The benefits of this approach are:
- Easily parallelizable, threads / gpu cores can be assigned a range of buckets to iterate over
- Reduced control flow in main loop - we currently have to check whether a bucket is empty for iteration of our main loop - with this version, we can skip this step and initialize each bucket to contain the first bucket point
- Concretely fewer field multiplications: when adding the second bucket point into a bucket accumulator, both points will have a Z-coordinate of 1. This allows us to use a more efficient point addition algorithm for this special case
Drawbacks of this approach:
- Memory latency will be a problem for the radix sort - each bucket will have a size that is greater than the L1 cache for all but the smallest of PLONK circuits. Until we have a working implementation further optimization is premature, but if this becomes a problem we can use a cache-optimized radix sort (more sorting rounds, but each round works on data that's in the L1 cache)
This solution is unnecessary complex, uses a lot of memory, has a significant serial preprocessing step that limits parallelism (see Amdahl’s Law) and will worsen all memory bandwidth issues.

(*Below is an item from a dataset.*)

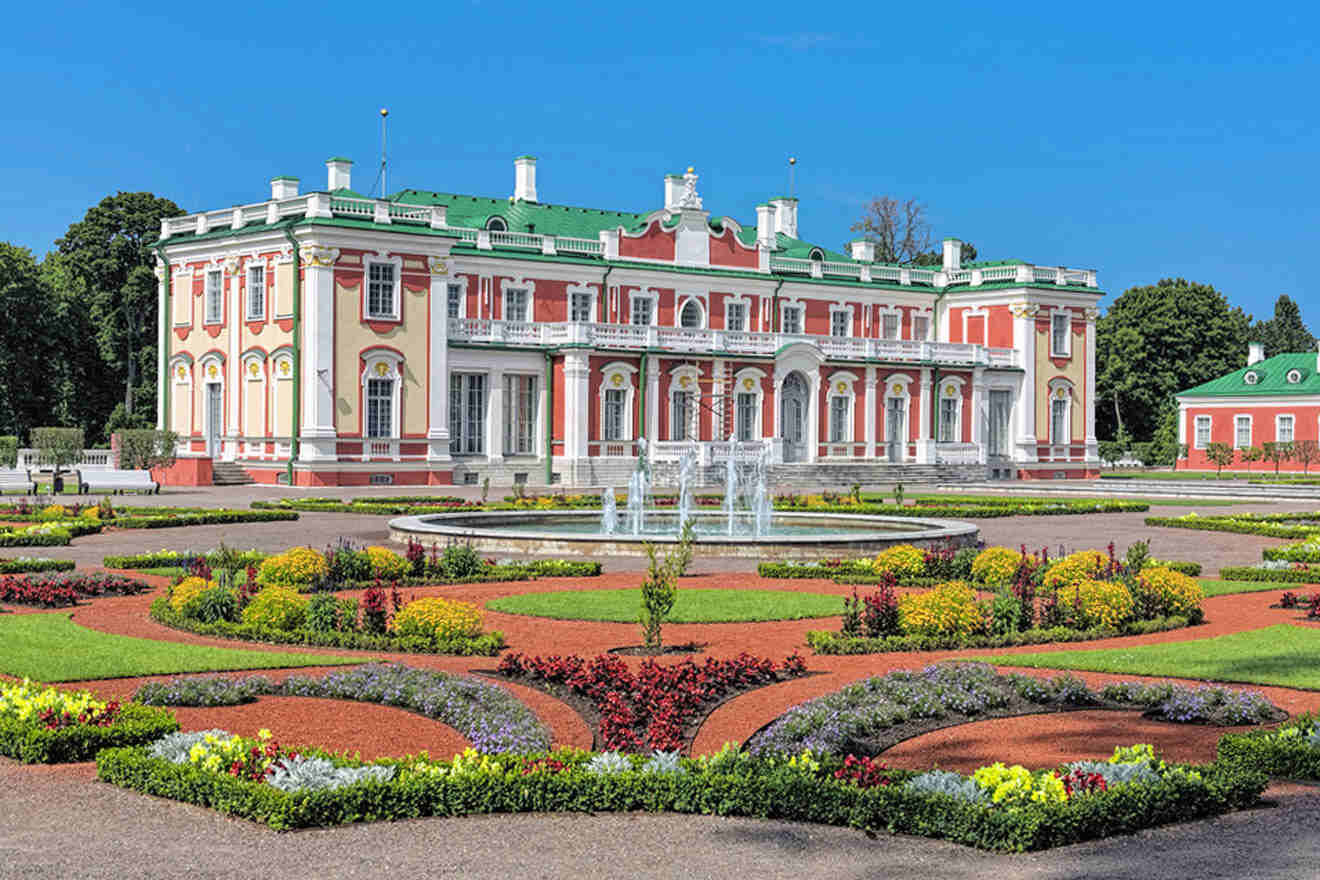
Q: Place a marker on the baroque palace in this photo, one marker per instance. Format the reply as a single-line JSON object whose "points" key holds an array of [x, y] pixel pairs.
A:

Instead we can combine the following 2 papers to create a simple per-thread scheduler with bounded memory usage:
- FPGA Acceleration of Multi-Scalar Multiplication: CycloneMSM
Kaveh Aasaraai, Don Beaver, Emanuele Cesena, Rahul Maganti, Nicolas Stalder and Javier Varela, 2022
https://eprint.iacr.org/2022/1396.pdf
Takeaways: Scheduler idea + collision probability analysis - cuZK: Accelerating Zero-Knowledge Proof with A Faster Parallel Multi-Scalar Multiplication Algorithm on GPUs
Tao Lu, Chengkun Wei, Ruijing Yu, Chaochao Chen, Wenjing Fang, Lei Wang, Zeke Wang and Wenzhi Chen, 2022
https://eprint.iacr.org/2022/1321.pdf
Takeaway: Parallelism over buckets by considering MSM as a sparse Matrix-Vector operation.
With these, you can process a MSM with no mandatory preprocessing (no wNAF → Booth encoding, optional endomorphism, no radix sort) and limited allocation.
The first important piece is an efficient encoding of:
- which point to accumulate
- in which bucket
- what sign is the point
This can be done in a 64-bit bitfield (4 bytes) that can support all relevant sizes for the years to come.
type ScheduledPoint* = object
bucket {.bitsize:26.}: int64 # Supports up to 2²⁵ = 33 554 432 buckets and -1 for the skipped bucket 0
sign {.bitsize: 1.}: int64
pointID {.bitsize:37.}: int64 # Supports up to 2³⁷ = 137 438 953 472 pointsThen each thread will allocate a scheduler that will be responsible of a bucket range (and not point range). This avoids data races as this way 2 different threads will never try to add points in the same bucket at the same time.
Each scheduler will contain 2 queues, a queue A of independent points and a queue B of points already in A. When A reaches a certain threshold, to amortize batch inversion, queue A is processed. Note that those queue stores only the ScheduledPoint descriptor, 8 bytes) instead of a full (potentially negated) affine point (64 bytes) and the target bucket (4 bytes), dividing memory usage by at least 9 compared to Barretenberg, and reducing memory bottlenecks.